Tchad : des rebelles regagnent la légalité

Une centaine de rebelles tchadiens appartenant au Conseil de commandement militaire pour le salut de la République (CCMSR), l’un de principaux mouvements rebelles implanté dans le sud de la Libye et opérant dans l’extrême nord du Tchad, ont regagné le vendredi 19 mars dernier la légalité.
Le ministre de la communication, porte-parole du gouvernement, Chérif Mahamat Zene a déclaré à Tchad Actu que les désormais ex-rebelles étaient à bord d’une centaine de véhicules Toyota tout terrain. Ce ralliement a été qualifié d'enfumage médiatique et de propagande électorale par le Conseil de commandement militaire pour le salut de la République.
« En effet plusieurs centaines des éléments du CCMSR, à bord d'une centaine de véhicules, avec à leur tête, entre autres, Mahamat Haki Abramane, connu sous le nom de Hakimi, un des chefs de ce mouvement, ont regagné la légalité́, le vendredi 19 mars 2021 dans l'après-midi » a affirmé le porte-parole du gouvernement Tchadien, Cherif Mahamat Zene.
Réponse du porte-parole du CCSMR, Mahamat Egre Hally : "la lutte continue et le moral est très haut. Il n’y a pas plus 50 personnes qui ont rallié le gouvernement. Le gouvernement a gonflé le nombre en ajoutant ses propres véhicules et hommes" a déclaré Zone instable L’extrême nord du Tchad frontalier de la Libye, est une zone instable.
Dans le massif du Tibesti, ont lieu régulièrement des affrontements entre militaires tchadiens et groupes rebelles, d’une part, et d’autre part entre les soldats loyalistes et les orpailleurs illégaux et autres trafiquants divers sont relativement fréquents. Des groupes armés opposés au président Idriss Déby Itno, qui dirige le Tchad d'une main de fer depuis un peu plus de 30 ans, mènent régulièrement des incursions depuis leurs repaires libyens.
La dernière attaque des éléments du CCMSR contre les positions des forces gouvernementales date de février 2020. Elle a eu lieu à Kouri 65, dans l’extrême-nord du Tchad et avait été repoussée. Il y a un peu plus de deux ans, une de leurs colonnes de l’union de force de résistance (UFR) composée de 40 véhicules et dirigée par Timane Erdimi, neveu du président Idriss Deby Itno avait été stoppée grâce aux frappes de l’avion militaire française. Paris avait assuré être intervenu, à la demande du dirigeant tchadien, considéré comme un allié incontournable dans la lutte contre le terrorisme, pour éviter qu’il ne soit renversé.
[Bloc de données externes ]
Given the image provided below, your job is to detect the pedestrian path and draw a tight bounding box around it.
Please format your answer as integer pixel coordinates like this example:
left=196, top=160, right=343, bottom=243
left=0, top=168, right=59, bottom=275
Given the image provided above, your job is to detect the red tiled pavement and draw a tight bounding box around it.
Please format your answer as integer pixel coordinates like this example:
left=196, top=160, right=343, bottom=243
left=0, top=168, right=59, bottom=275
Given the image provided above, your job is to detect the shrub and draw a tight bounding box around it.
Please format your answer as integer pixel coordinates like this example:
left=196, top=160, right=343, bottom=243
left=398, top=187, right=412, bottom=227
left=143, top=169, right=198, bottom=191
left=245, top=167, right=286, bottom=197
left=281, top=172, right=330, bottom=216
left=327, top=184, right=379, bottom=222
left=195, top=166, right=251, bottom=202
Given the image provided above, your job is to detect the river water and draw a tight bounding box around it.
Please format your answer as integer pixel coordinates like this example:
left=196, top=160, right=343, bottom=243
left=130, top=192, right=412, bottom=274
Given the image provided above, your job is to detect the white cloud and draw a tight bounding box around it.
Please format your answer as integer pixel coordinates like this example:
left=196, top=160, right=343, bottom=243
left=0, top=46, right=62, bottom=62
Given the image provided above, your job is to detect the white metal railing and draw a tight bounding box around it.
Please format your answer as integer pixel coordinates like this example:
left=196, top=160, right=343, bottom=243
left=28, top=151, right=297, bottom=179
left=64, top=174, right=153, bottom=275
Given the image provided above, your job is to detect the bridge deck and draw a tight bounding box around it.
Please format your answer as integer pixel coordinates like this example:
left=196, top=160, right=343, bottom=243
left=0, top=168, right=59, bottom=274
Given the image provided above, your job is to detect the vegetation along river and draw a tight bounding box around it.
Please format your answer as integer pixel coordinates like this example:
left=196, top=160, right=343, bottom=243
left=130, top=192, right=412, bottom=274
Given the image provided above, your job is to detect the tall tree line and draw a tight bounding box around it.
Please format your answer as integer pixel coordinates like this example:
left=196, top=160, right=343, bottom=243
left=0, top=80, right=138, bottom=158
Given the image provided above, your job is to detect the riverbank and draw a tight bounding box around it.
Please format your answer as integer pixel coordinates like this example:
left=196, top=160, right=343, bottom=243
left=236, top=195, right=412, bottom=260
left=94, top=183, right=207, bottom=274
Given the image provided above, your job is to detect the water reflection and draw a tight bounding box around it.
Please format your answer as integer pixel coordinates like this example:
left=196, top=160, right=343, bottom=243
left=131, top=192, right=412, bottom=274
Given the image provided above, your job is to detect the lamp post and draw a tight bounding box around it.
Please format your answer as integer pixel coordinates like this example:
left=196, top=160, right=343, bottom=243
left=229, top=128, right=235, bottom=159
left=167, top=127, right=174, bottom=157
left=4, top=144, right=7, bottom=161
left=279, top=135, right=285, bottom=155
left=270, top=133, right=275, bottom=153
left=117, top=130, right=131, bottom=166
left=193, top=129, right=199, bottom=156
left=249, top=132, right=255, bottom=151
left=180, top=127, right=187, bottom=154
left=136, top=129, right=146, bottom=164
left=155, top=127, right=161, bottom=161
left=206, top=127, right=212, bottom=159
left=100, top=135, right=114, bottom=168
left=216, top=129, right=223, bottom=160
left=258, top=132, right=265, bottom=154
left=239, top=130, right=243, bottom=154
Le 25 janvier 2020, les autorités tchadiennes ont levé l’état d’urgence dans la province du Tibesti, instauré cinq mois plus tôt, à la faveur d'une accalmie relative et après le déploiement de renforts militaires dans cette région désertique en partie truffée de mines d'or. Le Conseil de commandement militaire pour le salut de la République (CCSMR) est né en 2016 d’une scission du Front pour l’alternance et la concorde au Tchad (Fact). Celui-ci opérait au départ dans le sud de la Libye. Mais, poursuivi par les hommes du maréchal Haftar, le mouvement rebelle s’est retrouvé au Tchad, où il continue de s’appuyer sur des alliances avec des groupes islamistes qui s’oppose à Khalifa Haftar.
Affaiblissement
Le ralliement des éléments de ce mouvement rebelle conduit par son chef d’état-major Mahamat Haki Abdramane affaiblit considérablement le CCSMR qui est déjà miné par de dissensions internes liées à une guerre de leadership entre ses différentes composantes. Ce ralliement intervient au moment où le pouvoir du Maréchal Idriss Deby Itno est accusé ces derniers temps de réprimer l’opposition en interdisant les rassemblements et manifestations des partis politiques et mouvements de la société civile qui réclament "une alternance au pouvoir" à l’approche de l’élection présidentielle de l’avril 2021.
La dernière manifestation organisée le samedi 20 mars dernier a également été réprimée par les forces de l’ordre. Par ailleurs, le 28 février, la tentative d’arrestation par les militaires, du candidat déclaré, à la présidentielle du 11 avril, Yaya Dillo Djerou (sa candidature a été invalidé par la Cour suprême) s'était soldée par la mort de trois personnes, dont sa mère et deux soldats selon le bilan officiel. Depuis, Yaya Dillo Djerou est en fuite et est recherché par la justice. La Cour suprême a retenu dix dossiers de candidatures à la présidentielle du 11 avril. Trois candidats se sont retirés, même si la Cour suprême refuse de prendre en compte ce retrait.